Was versteht man unter Musiktherapie?
Unter Musiktherapie versteht man therapeutische Verfahren, die durch den gezielten Einsatz von Musik helfen, seelischen und körperlichen Erkrankungen vorzubeugen oder sie zu lindern. Schon seit biblischen Zeiten wird Musik als heilsam erlebt. Ein bekanntes Beispiel ist die Geschichte von König Saul im Alten Testament, der von einem „bösen Geist“ in die Schwermut getrieben wird. Der „böse Geist“ weicht immer dann von Saul, wenn man ihm etwas auf der Zither vorspielt. In der Antike ging man davon aus, dass eine seelische oder körperliche Krankheit daher rührt, dass in einem Menschen ein Ungleichgewicht, eine Disharmonie herrsche. Musikalische Harmonien sah man als Hilfsmittel an, die innere Harmonie wieder herzustellen.
Wie wirkt Musiktherapie?
Musik berührt Menschen unmittelbar auf einer tiefen emotionalen Ebene. Dies macht sich auch die Musiktherapie zunutze. Zum einen, indem Patienten ermutigt werden, sich Musik anzuhören, die ganz bestimmte emotionale Grundstimmungen transportiert. Die Musikstücke oder Lieder können dann helfen, festsitzende Emotionen im Patienten zu lösen. Zum anderen werden Patienten ermutigt, ihre Gefühle (Freude, Trauer, Wut, Angst) musikalisch auszudrücken. Dies kann in Gruppen geschehen oder auch im Rahmen einer Einzeltherapie. Um einen unmittelbaren emotionalen Ausdruck zu ermöglichen, wird im Rahmen einer Musiktherapie auf komplizierte Musikstücke oder schwer zu beherrschende Instrumente verzichtet. Bevorzugt werden die eigene Stimme oder leicht erlernbare Instrumente. Zum Einsatz kommen verschiedene Trommeln und andere Percussion-Instrumente. Beispielsweise Xylophone, einfache Zupfinstrumente, etc.. Musiktherapie hilft, sich selbst auszudrücken, auch dann wenn Worte fehlen oder nicht möglich sind.
Anwendungsbereiche von Musiktherapie
Da Musik eine tiefe emotionale Ebene erreicht, ist der Einsatz von Musik zu therapeutischen Zwecken auch dann möglich, wenn ein Mensch auf rationaler Ebene nicht oder nicht mehr zu erreichen ist. Zu beobachten ist beispielsweise, dass die hochbetagten und dementen Bewohner von Pflegeheimen im wöchentlichen Stationsgottesdienst wacher und aktiver werden, wenn ihnen seit Kindheitstagen vertraute Kirchenlieder erklingen.
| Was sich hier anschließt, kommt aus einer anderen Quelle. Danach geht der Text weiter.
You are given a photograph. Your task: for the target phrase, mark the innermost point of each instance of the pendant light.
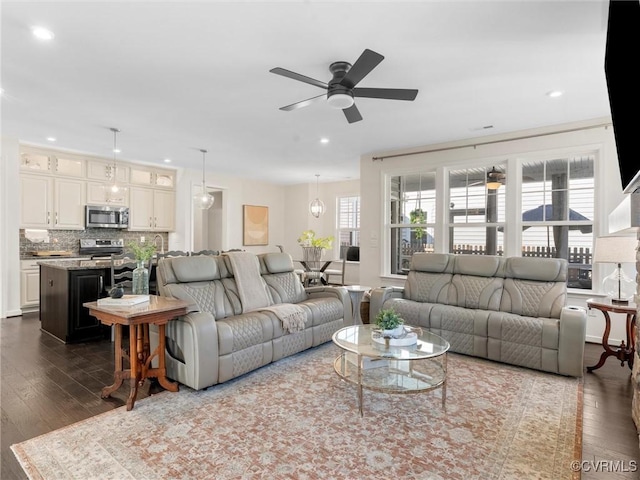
(317, 206)
(203, 200)
(114, 193)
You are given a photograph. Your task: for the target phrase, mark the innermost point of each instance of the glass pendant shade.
(316, 207)
(114, 192)
(203, 200)
(618, 286)
(617, 250)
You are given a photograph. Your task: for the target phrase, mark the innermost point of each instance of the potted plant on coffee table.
(390, 323)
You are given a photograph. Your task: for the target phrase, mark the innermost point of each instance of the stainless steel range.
(101, 248)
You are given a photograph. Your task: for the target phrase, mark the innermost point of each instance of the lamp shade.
(618, 250)
(615, 250)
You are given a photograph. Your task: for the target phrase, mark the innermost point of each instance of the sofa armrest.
(379, 296)
(573, 329)
(191, 349)
(338, 292)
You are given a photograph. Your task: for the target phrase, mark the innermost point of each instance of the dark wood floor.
(46, 385)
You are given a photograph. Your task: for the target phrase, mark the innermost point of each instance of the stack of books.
(124, 301)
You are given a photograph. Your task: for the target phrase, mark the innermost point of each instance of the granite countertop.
(77, 264)
(82, 264)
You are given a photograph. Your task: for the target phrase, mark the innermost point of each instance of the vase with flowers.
(312, 246)
(143, 252)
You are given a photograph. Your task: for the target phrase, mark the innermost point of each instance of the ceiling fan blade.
(365, 63)
(303, 103)
(299, 77)
(386, 93)
(352, 113)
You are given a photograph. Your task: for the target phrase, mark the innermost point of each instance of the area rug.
(296, 419)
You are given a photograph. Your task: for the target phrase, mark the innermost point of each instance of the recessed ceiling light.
(42, 33)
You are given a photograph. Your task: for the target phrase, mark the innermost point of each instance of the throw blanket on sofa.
(293, 317)
(251, 288)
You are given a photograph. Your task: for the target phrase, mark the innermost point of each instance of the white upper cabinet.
(103, 171)
(69, 167)
(36, 161)
(51, 203)
(152, 177)
(152, 210)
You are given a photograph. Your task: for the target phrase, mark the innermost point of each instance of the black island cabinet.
(64, 287)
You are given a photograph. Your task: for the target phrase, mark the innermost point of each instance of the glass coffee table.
(378, 366)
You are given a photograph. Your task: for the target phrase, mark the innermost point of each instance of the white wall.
(608, 191)
(9, 220)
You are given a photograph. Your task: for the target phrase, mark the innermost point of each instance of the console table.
(624, 352)
(158, 312)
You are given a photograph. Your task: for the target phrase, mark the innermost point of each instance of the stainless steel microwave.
(102, 216)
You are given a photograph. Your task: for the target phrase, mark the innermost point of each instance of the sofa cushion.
(479, 265)
(193, 269)
(276, 262)
(540, 269)
(432, 262)
(429, 277)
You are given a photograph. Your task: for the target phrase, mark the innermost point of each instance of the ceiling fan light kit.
(341, 89)
(203, 200)
(316, 207)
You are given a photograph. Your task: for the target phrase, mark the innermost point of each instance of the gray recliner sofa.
(511, 310)
(228, 331)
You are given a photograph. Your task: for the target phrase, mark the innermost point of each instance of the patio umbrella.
(545, 212)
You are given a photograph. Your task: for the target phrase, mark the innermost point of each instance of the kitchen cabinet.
(151, 210)
(51, 203)
(103, 171)
(152, 177)
(36, 161)
(62, 293)
(29, 284)
(99, 194)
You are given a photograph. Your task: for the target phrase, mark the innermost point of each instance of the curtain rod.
(474, 145)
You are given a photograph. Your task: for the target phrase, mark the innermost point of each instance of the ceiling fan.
(495, 178)
(341, 89)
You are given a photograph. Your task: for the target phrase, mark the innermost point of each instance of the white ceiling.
(176, 77)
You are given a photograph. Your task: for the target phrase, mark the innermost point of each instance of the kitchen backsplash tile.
(67, 240)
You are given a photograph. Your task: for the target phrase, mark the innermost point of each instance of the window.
(412, 222)
(557, 213)
(348, 223)
(554, 205)
(477, 210)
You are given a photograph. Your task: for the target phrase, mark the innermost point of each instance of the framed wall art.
(255, 226)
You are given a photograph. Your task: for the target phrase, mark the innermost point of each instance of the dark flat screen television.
(623, 84)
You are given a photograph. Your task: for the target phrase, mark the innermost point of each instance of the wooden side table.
(158, 312)
(625, 352)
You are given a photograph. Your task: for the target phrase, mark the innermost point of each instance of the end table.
(625, 352)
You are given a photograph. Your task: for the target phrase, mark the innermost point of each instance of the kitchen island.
(64, 286)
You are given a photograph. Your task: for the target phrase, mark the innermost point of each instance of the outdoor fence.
(576, 254)
(580, 258)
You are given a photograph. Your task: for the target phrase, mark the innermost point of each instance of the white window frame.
(352, 231)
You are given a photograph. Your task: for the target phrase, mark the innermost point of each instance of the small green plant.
(308, 239)
(418, 216)
(388, 319)
(143, 251)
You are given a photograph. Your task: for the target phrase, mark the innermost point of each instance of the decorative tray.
(407, 338)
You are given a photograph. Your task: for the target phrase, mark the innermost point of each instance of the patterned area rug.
(297, 419)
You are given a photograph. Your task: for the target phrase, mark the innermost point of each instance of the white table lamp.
(617, 250)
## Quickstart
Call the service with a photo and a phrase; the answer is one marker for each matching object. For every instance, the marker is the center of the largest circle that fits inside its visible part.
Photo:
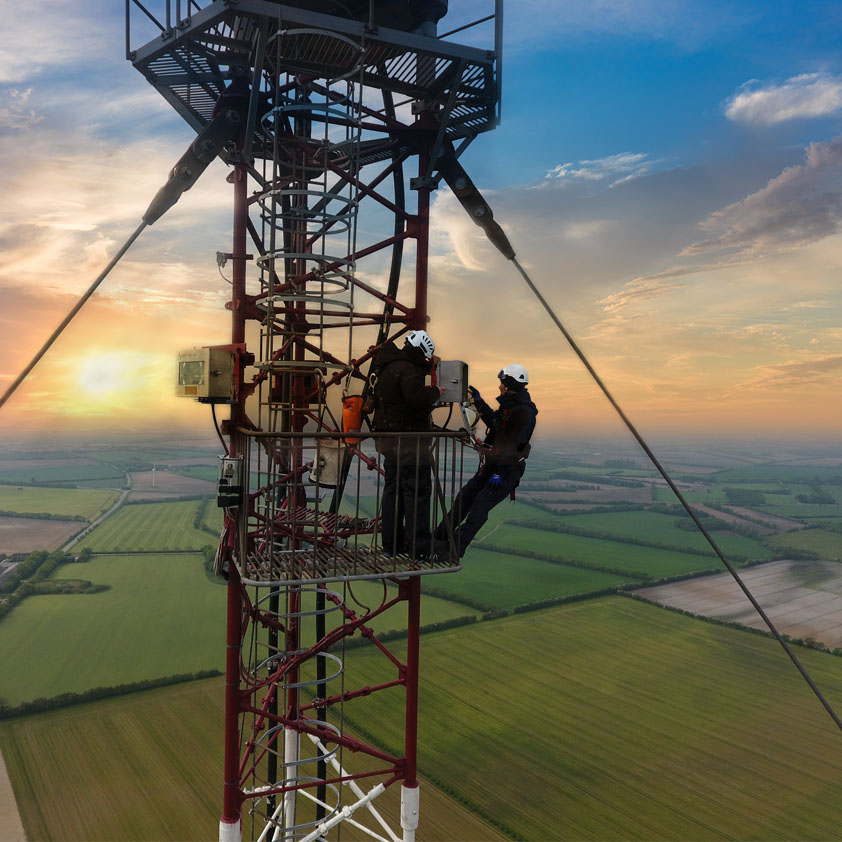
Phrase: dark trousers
(474, 502)
(405, 516)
Viele können sie sogar dann noch auswendig mitsingen, selbst wenn ihnen die Demenz inzwischen fast alle alltäglichen Fähigkeiten genommen hat. Auch die Fähigkeit, ein einmal erlerntes Musikinstrument zu spielen, bleibt erstaunlicherweise bei an Demenz erkrankten Menschen oft erhalten.
Kindern und Jugendlichen mit sozialen Defiziten kann die Musiktherapie ebenfalls helfen, da gerade das gemeinsame Musizieren oder Singen soziale Kompetenzen stärkt und Kinder und Jugendliche in der Entfaltung ihrer Persönlichkeit fördert.
Musiktherapie im klinischen Alltag
Begleitend und stützend findet Musiktherapie in der stationären Behandlung psychischer Erkrankungen Anwendung. Beispielsweise bei der Behandlung depressiver Patienten, bei Angststörungen, in der Arbeit mit geistig behinderten Menschen und mit dementen Patienten. Selbst Komapatienten können durch Musik oft noch erreicht werden und reagieren besonders auf ihnen vertraute Klänge. Der Therapeut hat bei der Musiktherapie die Aufgabe, zum einen den Patienten zu ermutigen, etwaige vorhandene Hemmungen im musikalischen Ausdruck zu überwinden. Zum anderen aufgrund seines Wissens um die Wirkung bestimmter Musikformen das herauszufinden, was dem Patienten wirklich hilft. Musiktherapie ist eine eigene Therapieform. Oft ist der Therapeut ausgebildeter Musiker, der mit Ärzten oder medizinischen Psychotherapeuten zusammenarbeitet.